Swami Gnanananda Giri taught a number of paths based on the aptitude of his disciples. Therefore, some of disciples are conversant in the "path of knowledge" (jñāna-marga) while others are the "path of works" (karma-marga) and still others follow the "path of faith" (bhakti-marga). His senior monastic disciple Vidyananda Giri was a profound scholar and linguist and brought out Tamil translations of Shankara's commentaries on the Bhagavad Gita and the Upanishads. He also made available Tamil versions of famous Advaitic texts like Sanatsujatiyam. He trained followers in Advaitic Nidhidhyasana. Another of his lineage, Satyananda was associated with Franklin Merrell-Wolff and taught his method of "introceptive knowledge". Satyananda lineage is not mentioned in the book Sadguru Gnanananda, a Bharatiya Vidya Bhavan edition written by Madras University professors. The book is well researched in terms of what is available to know about the Swami Gnanananda

He is considered as the Guru of Avudai Akkal and she mentions his name in almost all her songs.

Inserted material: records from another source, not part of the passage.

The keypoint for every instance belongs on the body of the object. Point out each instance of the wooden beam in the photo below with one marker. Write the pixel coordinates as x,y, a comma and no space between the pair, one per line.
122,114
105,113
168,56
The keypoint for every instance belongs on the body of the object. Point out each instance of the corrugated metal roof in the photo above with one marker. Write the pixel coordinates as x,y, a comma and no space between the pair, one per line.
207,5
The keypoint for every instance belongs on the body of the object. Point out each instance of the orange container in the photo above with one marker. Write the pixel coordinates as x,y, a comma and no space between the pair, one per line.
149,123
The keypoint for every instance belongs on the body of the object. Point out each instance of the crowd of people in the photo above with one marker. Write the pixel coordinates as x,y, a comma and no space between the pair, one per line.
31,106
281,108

Swami Gnanananda Giri realised that the path of Vichara and Nidhidhyasana was confined to a few philosophically advanced aspirants. For devotees at a lesser level, he advocated stuti, japa and nama sankirtan. He was well versed in all the modes of Bhajana Sampradaya and he held that Hari Bhajana for ordinary devotees was the easiest way to attain "Moksha". He had chosen Haridhos Giri propagated the importance of Namasankeetanam.
 Haridhos carried his guru's (Gnanananda's) sandals (Paadhuka) with him to all the holy places he went to. He also visited many holy places with his Guru Paadhuka to propagate the importance of singing god's praises ("NamaSankeerthanam") as instructed by his guru.

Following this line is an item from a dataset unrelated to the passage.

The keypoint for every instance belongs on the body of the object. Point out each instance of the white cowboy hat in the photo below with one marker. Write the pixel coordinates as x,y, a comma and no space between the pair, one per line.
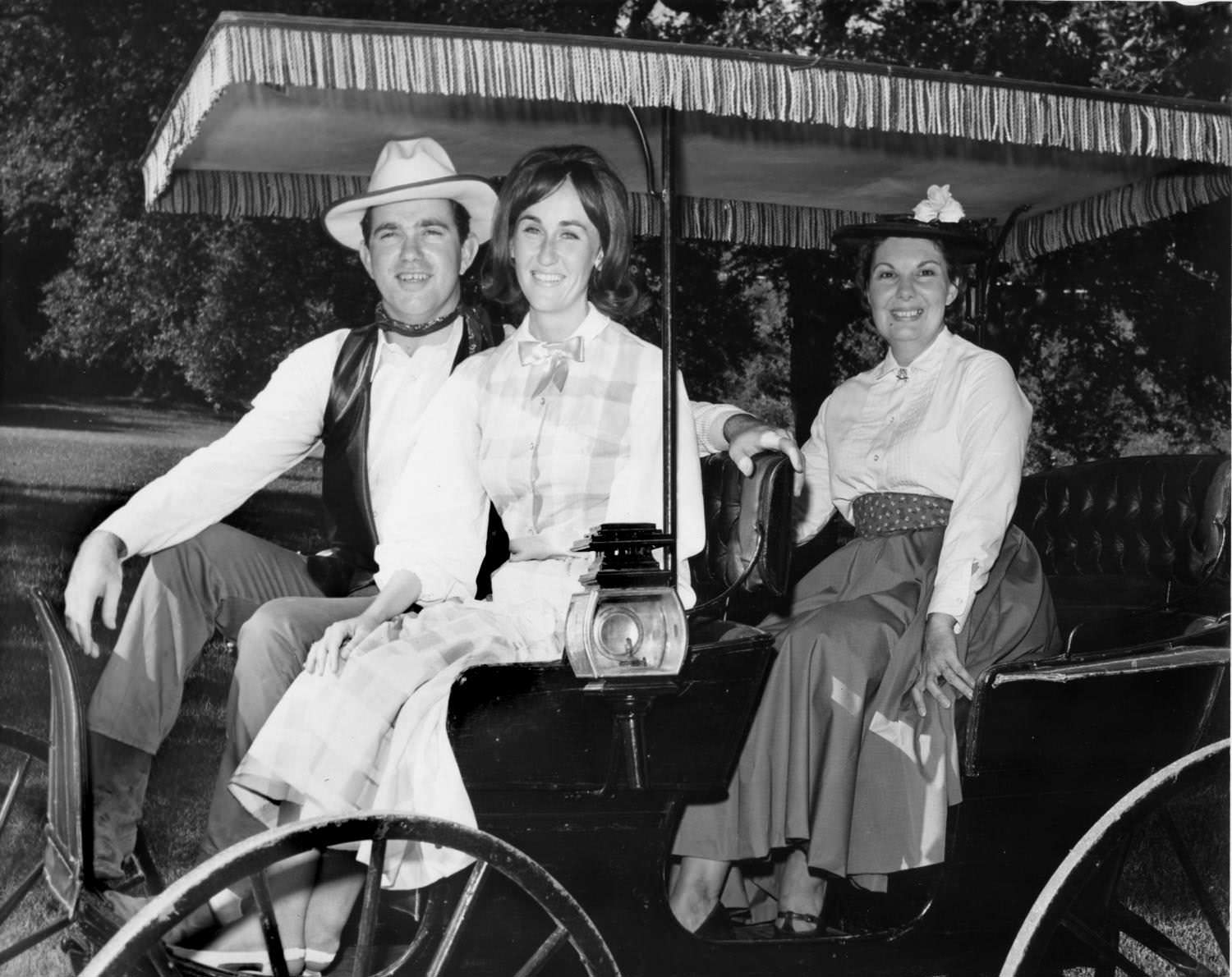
413,169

Whilst talking about HH Sri Paramahamsa Parivrajakacharya Varya Jagathguru Sri Gnanananda Giri Swamigal of Jyotir Mutt (Sathgurunathar), one repeatedly remembers what He said:
"No one can write my life because it has not been on the surface for men to see."

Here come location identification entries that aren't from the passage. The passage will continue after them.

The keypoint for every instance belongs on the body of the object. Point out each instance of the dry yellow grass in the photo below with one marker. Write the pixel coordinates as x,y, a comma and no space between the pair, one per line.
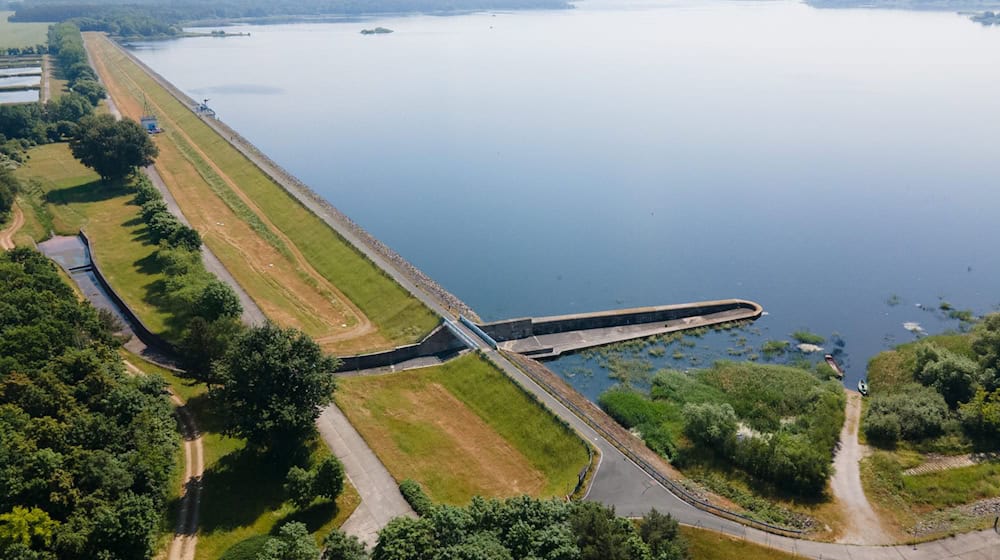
291,264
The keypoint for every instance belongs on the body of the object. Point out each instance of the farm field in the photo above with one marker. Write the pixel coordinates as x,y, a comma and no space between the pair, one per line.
463,429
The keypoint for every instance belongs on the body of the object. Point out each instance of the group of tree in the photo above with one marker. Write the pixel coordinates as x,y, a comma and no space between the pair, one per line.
164,226
952,391
28,50
714,404
113,148
149,18
87,452
28,124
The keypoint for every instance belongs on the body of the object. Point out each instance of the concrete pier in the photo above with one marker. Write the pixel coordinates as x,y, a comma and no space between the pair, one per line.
549,337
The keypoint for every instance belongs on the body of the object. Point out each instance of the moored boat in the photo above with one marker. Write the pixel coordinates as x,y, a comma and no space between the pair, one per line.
834,365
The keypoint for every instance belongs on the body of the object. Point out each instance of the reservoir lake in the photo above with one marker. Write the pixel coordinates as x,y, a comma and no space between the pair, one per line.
840,167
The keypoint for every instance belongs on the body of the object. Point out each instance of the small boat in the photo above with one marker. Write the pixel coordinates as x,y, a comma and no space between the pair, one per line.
834,366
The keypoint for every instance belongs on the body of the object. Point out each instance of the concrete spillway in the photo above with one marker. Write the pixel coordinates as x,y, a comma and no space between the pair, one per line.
549,337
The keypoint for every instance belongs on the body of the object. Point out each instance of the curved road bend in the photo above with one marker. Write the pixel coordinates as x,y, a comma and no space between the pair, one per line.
380,497
621,483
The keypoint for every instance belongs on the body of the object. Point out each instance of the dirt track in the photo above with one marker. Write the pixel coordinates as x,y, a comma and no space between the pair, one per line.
7,235
861,524
185,540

"Thatha Swamigal" is the affectionate title by which many people, young and old, including well-known saints, use to refer to Sathgurunathar in reference to his "thatha" (grandfather) like nature and with respect towards the thousands of years Gurunathar has stayed on Earth. The legacy of Sathgurunathar is known by many and below is a description of the type of saint He was and continues to be, by our very own HH Jagathguru Sri Namananda Giri Swamigal:

"Sages like Sri Gnanananda Giri Swami are siddha purusha-s. They live beyond times. One could gauge the history of these great saints only from the incidents one comes across in their life and the sermons they give from time to time. Yet, they may not be the complete biography. These saints appear in places at their will and disappear from the scene once the purpose of their avatar is over. They live for long. They have no date of birth or date of demise. Even when He was living and adorning the Peetam of Tapovanam, there were 'samadhis' for Gurunathar in the far off Kadirgamam in Sri Lanka and at Rajasthan in India [just to name a few]. When we have proof of His having lived during the days of Kabirdas, Sri Ramakrishna Paramahamsa and Swami Brahmananda, we realise that He is beyond the confines of times."